Much of the coverage of the 2018 midterms focused on how well Democrats performed in suburban areas of blue states or swing states: the suburbs of Philadelphia, Chicago, Detroit, Denver, and Boston — or Orange County, California, which was once a GOP stronghold but now has a Democratic majority.

But in a report for the Washington Post, Robert Costa focuses on another source of Republican anxiety: suburban areas in red states.

The fact that a state generally leans Republican doesn’t necessarily mean that it doesn’t have large urban centers that are more Democratic. In Texas, for example, major cities like Houston, Austin and El Paso lean Democratic — an abundance of rural counties are what have given the GOP an advantage in the Lone Star State. Similarly, Atlanta is heavily Democratic even though Georgia’s rural counties are heavily Republican.

A blue city, however, can have red suburbs, and according to Costa, the worry of GOP strategists is that those red suburbs will turn blue — especially if President Donald Trump says and does things to alienate suburban voters.

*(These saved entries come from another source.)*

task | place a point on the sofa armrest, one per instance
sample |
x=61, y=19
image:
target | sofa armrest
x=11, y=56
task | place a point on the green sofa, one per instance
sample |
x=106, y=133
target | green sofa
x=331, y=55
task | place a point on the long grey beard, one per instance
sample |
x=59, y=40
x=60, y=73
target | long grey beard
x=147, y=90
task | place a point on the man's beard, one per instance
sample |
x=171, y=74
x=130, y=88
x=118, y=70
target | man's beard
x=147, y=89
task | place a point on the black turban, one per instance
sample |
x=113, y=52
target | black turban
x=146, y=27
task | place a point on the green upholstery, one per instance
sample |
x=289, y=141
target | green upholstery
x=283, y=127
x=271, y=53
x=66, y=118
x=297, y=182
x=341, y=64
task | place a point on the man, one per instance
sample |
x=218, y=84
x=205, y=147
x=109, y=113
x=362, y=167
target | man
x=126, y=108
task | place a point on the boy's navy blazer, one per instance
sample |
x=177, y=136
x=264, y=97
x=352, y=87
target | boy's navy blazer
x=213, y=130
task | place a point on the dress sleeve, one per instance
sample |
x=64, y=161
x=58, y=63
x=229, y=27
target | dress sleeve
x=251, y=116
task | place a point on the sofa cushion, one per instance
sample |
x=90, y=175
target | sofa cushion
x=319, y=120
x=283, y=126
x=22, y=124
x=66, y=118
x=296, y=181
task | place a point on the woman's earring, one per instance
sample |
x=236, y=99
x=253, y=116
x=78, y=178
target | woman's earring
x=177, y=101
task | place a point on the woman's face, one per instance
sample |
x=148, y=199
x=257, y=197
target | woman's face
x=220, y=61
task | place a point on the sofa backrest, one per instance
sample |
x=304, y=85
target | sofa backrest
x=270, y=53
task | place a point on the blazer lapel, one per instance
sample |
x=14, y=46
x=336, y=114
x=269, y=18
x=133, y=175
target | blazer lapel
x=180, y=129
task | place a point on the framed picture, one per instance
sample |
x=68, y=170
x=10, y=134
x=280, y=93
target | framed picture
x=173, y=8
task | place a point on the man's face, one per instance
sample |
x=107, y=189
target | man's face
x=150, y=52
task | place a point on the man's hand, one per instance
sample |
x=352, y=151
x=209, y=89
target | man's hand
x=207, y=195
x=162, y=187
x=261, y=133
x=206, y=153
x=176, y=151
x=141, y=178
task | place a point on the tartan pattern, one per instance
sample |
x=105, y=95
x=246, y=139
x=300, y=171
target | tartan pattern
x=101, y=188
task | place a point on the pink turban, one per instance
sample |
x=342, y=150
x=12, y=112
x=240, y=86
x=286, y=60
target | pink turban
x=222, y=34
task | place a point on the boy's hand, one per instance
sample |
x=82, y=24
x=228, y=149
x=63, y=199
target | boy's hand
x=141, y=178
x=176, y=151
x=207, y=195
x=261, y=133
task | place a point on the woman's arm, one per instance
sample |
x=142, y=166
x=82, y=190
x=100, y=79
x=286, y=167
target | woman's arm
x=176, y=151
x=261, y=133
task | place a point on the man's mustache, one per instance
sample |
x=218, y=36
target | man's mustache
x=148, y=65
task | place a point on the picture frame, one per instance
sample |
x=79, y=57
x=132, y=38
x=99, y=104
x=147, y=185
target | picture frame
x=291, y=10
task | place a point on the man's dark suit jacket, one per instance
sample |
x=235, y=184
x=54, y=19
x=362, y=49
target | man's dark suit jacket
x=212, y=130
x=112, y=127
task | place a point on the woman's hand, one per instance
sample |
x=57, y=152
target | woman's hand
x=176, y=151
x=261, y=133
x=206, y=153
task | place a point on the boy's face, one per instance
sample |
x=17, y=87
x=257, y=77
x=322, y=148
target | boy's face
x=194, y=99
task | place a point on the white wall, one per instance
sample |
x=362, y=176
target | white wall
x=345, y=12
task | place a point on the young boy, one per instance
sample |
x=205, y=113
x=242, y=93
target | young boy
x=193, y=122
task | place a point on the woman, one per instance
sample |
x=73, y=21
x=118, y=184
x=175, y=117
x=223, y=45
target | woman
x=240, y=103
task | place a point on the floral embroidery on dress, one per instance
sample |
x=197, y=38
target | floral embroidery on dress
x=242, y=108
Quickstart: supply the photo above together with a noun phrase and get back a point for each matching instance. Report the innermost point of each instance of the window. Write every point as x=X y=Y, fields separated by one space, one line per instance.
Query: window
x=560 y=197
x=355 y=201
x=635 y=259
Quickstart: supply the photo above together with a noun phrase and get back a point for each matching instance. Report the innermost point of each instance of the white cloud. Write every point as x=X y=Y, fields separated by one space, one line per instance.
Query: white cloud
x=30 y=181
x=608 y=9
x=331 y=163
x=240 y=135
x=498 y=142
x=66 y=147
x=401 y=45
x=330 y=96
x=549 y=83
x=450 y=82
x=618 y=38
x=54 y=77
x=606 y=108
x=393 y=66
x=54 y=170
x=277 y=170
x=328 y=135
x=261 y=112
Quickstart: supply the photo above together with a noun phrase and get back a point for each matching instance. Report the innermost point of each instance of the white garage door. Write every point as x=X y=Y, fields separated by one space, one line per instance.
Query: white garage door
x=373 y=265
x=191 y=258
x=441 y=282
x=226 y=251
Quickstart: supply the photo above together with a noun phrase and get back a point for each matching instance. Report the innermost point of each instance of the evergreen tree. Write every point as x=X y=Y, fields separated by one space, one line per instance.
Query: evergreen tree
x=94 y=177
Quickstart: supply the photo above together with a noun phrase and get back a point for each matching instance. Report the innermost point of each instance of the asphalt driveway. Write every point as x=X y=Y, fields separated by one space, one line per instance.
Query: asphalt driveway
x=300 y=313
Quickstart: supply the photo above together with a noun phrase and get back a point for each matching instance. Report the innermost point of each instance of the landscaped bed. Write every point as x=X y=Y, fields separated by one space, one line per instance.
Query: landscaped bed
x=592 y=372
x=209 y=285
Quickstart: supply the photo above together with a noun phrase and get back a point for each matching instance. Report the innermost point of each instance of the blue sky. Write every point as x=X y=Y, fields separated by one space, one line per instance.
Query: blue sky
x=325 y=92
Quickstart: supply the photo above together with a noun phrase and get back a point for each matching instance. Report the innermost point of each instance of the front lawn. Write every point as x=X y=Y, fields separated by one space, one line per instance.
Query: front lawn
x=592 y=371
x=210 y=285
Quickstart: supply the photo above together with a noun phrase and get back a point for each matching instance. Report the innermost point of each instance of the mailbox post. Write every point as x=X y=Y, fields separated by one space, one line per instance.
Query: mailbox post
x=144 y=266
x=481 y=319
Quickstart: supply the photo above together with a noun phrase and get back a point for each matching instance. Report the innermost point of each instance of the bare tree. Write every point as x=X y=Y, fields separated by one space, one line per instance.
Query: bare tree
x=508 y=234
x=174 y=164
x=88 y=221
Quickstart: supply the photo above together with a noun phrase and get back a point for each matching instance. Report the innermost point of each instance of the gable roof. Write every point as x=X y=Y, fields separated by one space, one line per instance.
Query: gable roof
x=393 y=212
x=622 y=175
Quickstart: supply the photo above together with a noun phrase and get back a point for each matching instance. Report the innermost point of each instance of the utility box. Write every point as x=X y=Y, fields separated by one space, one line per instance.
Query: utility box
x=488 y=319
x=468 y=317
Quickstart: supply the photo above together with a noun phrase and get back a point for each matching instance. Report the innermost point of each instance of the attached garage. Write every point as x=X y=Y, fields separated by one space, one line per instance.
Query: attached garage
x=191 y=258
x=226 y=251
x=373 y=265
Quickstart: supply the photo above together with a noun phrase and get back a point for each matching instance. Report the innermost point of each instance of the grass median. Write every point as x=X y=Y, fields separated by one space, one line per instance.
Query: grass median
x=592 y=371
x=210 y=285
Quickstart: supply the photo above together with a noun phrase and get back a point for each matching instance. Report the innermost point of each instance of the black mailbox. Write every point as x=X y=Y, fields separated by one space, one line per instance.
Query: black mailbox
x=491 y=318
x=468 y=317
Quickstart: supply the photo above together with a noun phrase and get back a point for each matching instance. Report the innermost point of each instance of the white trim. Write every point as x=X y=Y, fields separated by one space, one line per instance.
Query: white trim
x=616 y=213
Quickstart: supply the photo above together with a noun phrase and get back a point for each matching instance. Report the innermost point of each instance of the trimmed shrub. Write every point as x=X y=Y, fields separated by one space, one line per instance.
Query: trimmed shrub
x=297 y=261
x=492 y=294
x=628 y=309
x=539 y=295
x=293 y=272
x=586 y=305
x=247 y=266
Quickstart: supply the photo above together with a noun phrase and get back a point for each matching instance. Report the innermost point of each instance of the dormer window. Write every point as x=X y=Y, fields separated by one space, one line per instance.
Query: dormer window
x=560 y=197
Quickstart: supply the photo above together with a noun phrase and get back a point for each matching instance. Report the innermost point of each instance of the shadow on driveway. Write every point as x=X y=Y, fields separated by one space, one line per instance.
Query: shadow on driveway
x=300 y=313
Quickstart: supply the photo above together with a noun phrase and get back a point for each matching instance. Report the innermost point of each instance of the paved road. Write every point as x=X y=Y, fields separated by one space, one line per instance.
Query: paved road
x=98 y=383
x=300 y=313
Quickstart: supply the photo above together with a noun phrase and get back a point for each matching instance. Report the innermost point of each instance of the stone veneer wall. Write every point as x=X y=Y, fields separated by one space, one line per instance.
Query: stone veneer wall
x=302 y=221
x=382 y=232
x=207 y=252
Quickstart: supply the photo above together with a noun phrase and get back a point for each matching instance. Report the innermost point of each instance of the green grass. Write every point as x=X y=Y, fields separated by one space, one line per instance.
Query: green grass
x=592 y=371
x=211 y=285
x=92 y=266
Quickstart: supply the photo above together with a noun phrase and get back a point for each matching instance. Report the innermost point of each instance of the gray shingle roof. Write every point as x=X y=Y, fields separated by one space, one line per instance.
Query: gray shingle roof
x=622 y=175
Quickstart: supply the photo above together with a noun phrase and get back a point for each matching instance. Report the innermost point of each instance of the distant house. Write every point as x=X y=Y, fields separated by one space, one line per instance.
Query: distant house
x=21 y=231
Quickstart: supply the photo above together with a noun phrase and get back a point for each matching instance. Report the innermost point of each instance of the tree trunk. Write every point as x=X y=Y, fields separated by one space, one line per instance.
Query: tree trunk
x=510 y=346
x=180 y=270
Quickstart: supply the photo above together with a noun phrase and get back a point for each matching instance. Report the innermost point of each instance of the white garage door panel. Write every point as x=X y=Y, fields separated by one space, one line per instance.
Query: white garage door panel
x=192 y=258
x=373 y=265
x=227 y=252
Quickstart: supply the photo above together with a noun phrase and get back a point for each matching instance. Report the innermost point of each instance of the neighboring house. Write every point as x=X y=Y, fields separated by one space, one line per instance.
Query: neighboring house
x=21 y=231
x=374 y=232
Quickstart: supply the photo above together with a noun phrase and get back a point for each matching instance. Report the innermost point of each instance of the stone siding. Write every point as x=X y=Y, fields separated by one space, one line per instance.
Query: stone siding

Scott W. Reed, senior political strategist for the U.S. Chamber of Commerce, told the Post that in the GOP, there is “so much angst” over some GOP congressmen in Texas deciding not to seek reelection in 2020 and “so much hope that President Trump would just talk about the economy for three days straight” — that is, as opposed to what Costa describes as “Twitter outbursts.” And Reed fears that Democrats could regain the U.S. Senate next year if Republicans don’t make an “aggressive effort” to win votes in suburbia.

In Georgia, Costa reports, Republicans view Democrat Stacey Abrams’ 2018 gubernatorial campaign as a troubling sign. Abrams narrowly lost the election to Republican Gov. Brian Kemp, but she performed well in the Atlanta suburbs. A heavy white rural turnout helped Kemp fight his way past the finish line in that competitive statewide race.

Another troubling sign for Republicans in Georgia: Democratic Rep. Lucy McBath’s 2018 victory over Republican Karen Handel in a congressional district that former House Speaker Newt Gingrich once represented. McBath, Costa notes, is an African-American woman and “gun-control advocate” who achieved victory last year in Atlanta’s northern suburbs “by building a diverse coalition that drew support from college-educated white Republicans who have drifted away from Trump.” In other words, Trumpism didn’t defeat McBath in a district that once voted for Gingrich — it got a Democrat elected to Congress.

Costa’s article drives home the point that Republican strategists and organizers are not only worried about the suburbs of northern cities — they are also worried about the suburbs of Dallas, Houston, and Atlanta. And if Democrats continue making inroads in those suburbs, it could be bad news for Republicans on Election Day 2020.